Monsieur le Directeur de Publication
du quotidien " Le Citoyen "
B.P. 974
Bangui (R.C.A.)

Objet : Droit de réponse.

 

        Monsieur le Directeur,

        Dans votre livraison datée du mercredi 17 juillet 2002, vous mentionniez à la une, "la sœur de Yabouet-Bazoly entendue par le fisc a Lyon ", pour reprendre en page 3, l’intégralité d’une dépêche parue initialement sur le site Kodro en date du 12 courant. Une semaine plus tard, dans votre numéro 1417 daté du mardi 23 juillet, vous semblez vouloir atténuer, mais sans pour autant démentir, les informations initiales.

        Depuis mon " exil " américain, je souhaiterais formuler quelques observations quant à votre manière très professionnelle de traiter l’information. Vous remarquerez en passant que je sors de ma réserve pour la première fois, après un mutisme volontaire consécutif à de nombreuses mises en cause, depuis près de trois ans. Tour à tour " prédateur " et " génocidaire ", membre d’un soit-disant " quator criminel " sévissant à la Primature, voilà que vous sautez le pas aujourd’hui, par la mise en cause de ma sœur cadette Barbara, épouse Kotéké-Yengué.

        Comme vous avez pris l’habitude de traiter le silence comme un aveu de culpabilité, je me dois aujourd’hui de vous répondre, afin de ne pas cautionner des assertions fantaisistes, profondément diffamatoires, susceptibles d’affecter l’honneur de ma sœur, de perturber la sérénité de son foyer et de nuire à sa carrière professionnelle.

        Je ne prétends pas vous faire la leçon, pour ne pas reproduire un travers qui caractérise votre démarche journalistique, même si par moments le doute me traverse quant au professionnalisme de votre publication.

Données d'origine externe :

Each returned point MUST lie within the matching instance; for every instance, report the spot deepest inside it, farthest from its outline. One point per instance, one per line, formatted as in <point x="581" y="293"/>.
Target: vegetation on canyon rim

        Venons-en aux faits, ou plutôt aux allégations de Kodro, que vous vous êtes senti obligé de reproduire in extenso et sans vérifications préalables. Primo, ma sœur n’a jamais été entendu par le fisc ni un autre service de police français, pour d’éventuels " versements d’importantes sommes d’argent en provenance de Bangui, en République Centrafricaine, sur ses comptes bancaires ".

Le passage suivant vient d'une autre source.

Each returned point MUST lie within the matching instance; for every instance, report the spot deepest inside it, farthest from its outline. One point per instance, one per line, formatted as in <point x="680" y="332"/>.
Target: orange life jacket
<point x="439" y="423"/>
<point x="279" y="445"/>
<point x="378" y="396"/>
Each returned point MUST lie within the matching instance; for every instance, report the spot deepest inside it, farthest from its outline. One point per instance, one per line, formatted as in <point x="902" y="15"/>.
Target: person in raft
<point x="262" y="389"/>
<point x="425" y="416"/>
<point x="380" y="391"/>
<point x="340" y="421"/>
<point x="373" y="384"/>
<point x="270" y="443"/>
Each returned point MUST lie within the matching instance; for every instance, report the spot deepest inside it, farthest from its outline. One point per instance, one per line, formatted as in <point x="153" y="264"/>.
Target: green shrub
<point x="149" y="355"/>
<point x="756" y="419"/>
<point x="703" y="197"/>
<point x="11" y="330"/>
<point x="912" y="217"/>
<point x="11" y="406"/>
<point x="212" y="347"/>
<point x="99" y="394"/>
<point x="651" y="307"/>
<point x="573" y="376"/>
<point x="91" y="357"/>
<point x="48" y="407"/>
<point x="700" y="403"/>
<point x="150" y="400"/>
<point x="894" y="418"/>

        Secundo, il serait difficile au fisc français ou à un quelconque autre service d’investigation de quelque nationalité, d’établir que les comptes de ma sœur (ou les miens, hypothèse que vous avez glissé subrepticement dans votre article du 23 juillet), aient subit " depuis six mois, une inflation subite de transferts d’importantes sommes d’argent en provenance de Bangui ", dont je serais le donneur d’ordre, puisqu’il n’y a eu aucun transfert de ma part au cours de la période indiquée. Mieux, je vous informe que l’on doit remonter au début de l’année 2000, pour trouver trace d’un transfert dont le montant est loin d’approcher le RMI (Revenu minimum d’insertion, soit moins de 260.000 FCFA), afin d’aider votre source française à rester près de la réalité.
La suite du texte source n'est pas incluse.